Capitalism is collapsing because of the ‘workers’
March 2nd, 2009Capitalism is collapsing, not because of ugly trade union bosses like Arthur Scargill, not because of the 2009 trade unions, who are pushing in UK for a minimum wage for low-paid employees. But because of the men (and they are nearly all men) who have been managing most of the huge companies which dominate our lives, for nearly thirty years.
These men are not capitalists. They are wage earners like most of us. They have never risked their capital, which is the justification for capitalism. And unlike their equivalents in the 1920′s boom years, they have not broken the law. They have learnt some of the lessons of history.
But not all.
They have demanded the fruits of capitalism. Huge rewards for success. Without the penalty of capitalism. Failure may mean losing everything.
Sir Fred Goodwin is currently their champion, though he is one of many. He is insisting that he be paid a pension of £650,000 a year at aged 50, although he acknowledges, that the company he was working for has collapsed because of his policies and his executive decisions.
He has not, I think, broken the law of the land. Indeed, his crucial ‘training’ for his career was his investigation as an able employee of a distinguished firm of accountants, into a Pakistani capitalist, who did break the law, and rob people of millions, half of which, Goodwin managed to recover.
Certainly a man with well-above average financial skills. And so it is easy to understand why he felt able, after his spell at not very well paid ‘publc service’ a salary measured in milions for being the top employee in one of our giant companies, one of our citidels of capitalism, the Royal Bank of Scotland, which amongst many other companies, owns the Nat West Bank, which was the leader in England’s High Streets through the 1960s and the year’s following.
And which still runs those TV ads, portraying the bank manager as the chap who will look after your savings and foster, in a caring way, deserving small businessmen.
The reality, as we now know, is that Goodwin followed policies so in-ept and imprudent that it bankrupted his employer.
Yet now he is asking for a reward, which is nothing less than obscene, when you read that 30,000 of his fellow workers are going to be fired. Not because they have not done their jobs, and followed the management instructions, but because the management, led by Fred the Shed, got it terribly, terribly wrong.
So he expects £650,000 a year as a reward for failure.
He has failed, not only the shareholders of RBS, but also capialism. His disastrous tenure has led to ‘almost nationalisatin’, where the controlling shareholder is the British tax-payer, who will have to foot the bill for all the losses.
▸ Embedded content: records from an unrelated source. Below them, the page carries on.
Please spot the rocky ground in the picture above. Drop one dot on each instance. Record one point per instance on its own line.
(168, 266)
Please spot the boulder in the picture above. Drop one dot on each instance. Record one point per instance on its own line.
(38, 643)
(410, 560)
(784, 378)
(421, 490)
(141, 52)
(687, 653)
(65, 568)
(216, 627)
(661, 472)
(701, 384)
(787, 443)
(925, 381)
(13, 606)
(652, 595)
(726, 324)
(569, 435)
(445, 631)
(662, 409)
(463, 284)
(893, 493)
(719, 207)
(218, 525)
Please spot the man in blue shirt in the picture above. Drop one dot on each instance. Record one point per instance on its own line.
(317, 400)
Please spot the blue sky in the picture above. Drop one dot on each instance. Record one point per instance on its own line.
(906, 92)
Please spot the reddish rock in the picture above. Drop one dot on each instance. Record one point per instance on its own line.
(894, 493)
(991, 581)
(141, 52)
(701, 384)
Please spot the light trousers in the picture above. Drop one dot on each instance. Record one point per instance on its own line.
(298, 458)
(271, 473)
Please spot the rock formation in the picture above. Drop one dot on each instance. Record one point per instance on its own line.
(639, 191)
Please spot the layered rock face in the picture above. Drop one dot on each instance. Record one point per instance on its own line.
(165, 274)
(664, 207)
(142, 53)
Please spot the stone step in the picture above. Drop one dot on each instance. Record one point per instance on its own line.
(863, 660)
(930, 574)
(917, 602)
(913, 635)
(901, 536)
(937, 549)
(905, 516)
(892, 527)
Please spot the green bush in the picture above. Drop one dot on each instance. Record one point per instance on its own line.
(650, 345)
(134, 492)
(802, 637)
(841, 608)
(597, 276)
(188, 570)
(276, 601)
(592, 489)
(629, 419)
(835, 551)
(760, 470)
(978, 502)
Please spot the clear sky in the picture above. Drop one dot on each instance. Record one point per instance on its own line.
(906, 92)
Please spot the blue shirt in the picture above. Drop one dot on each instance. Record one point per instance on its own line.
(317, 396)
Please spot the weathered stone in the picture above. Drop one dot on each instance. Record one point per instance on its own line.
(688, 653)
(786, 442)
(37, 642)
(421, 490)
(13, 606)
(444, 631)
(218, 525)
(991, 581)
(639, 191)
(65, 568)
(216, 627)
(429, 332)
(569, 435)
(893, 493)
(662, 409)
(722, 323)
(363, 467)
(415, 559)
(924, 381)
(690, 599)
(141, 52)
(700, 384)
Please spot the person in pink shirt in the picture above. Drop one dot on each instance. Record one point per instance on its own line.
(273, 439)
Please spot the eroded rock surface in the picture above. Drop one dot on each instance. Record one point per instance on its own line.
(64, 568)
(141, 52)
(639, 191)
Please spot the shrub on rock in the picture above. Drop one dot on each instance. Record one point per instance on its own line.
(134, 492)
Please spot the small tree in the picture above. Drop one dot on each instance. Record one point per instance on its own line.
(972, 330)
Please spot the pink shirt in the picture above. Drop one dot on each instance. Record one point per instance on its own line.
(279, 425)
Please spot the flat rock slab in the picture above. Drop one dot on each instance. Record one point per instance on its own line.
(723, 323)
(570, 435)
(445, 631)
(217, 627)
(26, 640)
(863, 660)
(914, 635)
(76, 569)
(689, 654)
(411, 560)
And the ultimate boss is another honest, but mis-guided man, one Gordon Brown, who now not only has to run the country, he has to take decisions about a vast private enterprise corporation in deep trouble.
Since the financial crisis Brown’s stature has risen. He has behaved with calm and is clearly focussed on dealing with the sudden recession which is the worst since the 1930′s. The insiders, who know how grave the crisis is, have supported him. But as the opinion polls show the people are not convinced. His standing is far below that of the Old Etonian waiting in the wings to get his chance to rule the country.
The anger of the people is still only smouldering. Because only a minority have so far lost their jobs.
Cabinet ministers have mostly rallied to Brown’s aid in this time of national and international crisis.
But today, one leading cabinet minister, Harriet Harman, under questioning from Andrew Marr on his Politics show, one of the secular offerings on Sunday television, she said that whatever the law, the Government should urge Fred the Shed to do the decent thing.
Namely, not saddle the taxpayer with the additional burden of £12 million paid to the man who led RBS into this catastrophe.
The media web pages tonight, as a result, are talking about Harman challenging Brown’s leadership and making a bid for the leadership of the Labour Party. And suggesting that he might sack her.
So the debate is shifted.
Instead of focussing on the greed of those like Fred, who demanded and got these huge salaries – and ‘bonuses’ – it is shifted to the motivation of a mere woman, Harriet Harman.
So the question is not the validity of what she said. The focus is on whether she said it, not in honest opinion, but because she is plotting to oust Brown, her leader.
That in my view is media cynicism. Seeing all policians as self-a seeking lot greedy for power.
Unlike the journalists, whose job it is to report the ‘facts’ and help readers make up their own minds about the truth.
But the sad fact is that it is not only bankers and the governments who did not warn of the financial crisis that is engulfing us.
It is also nearly all the business journalists, who surely must have read about the Great Crash, and even listened to John Kenneth Galbraith talk about it.
But at least the vast majority of them were working for an ordinary wage. Not grabbing millions of the money of the shareholders or of their proprietors.
So, in this depression we need to look not only at the part played by the greedy bankers, we need to look at the way the media operates as well.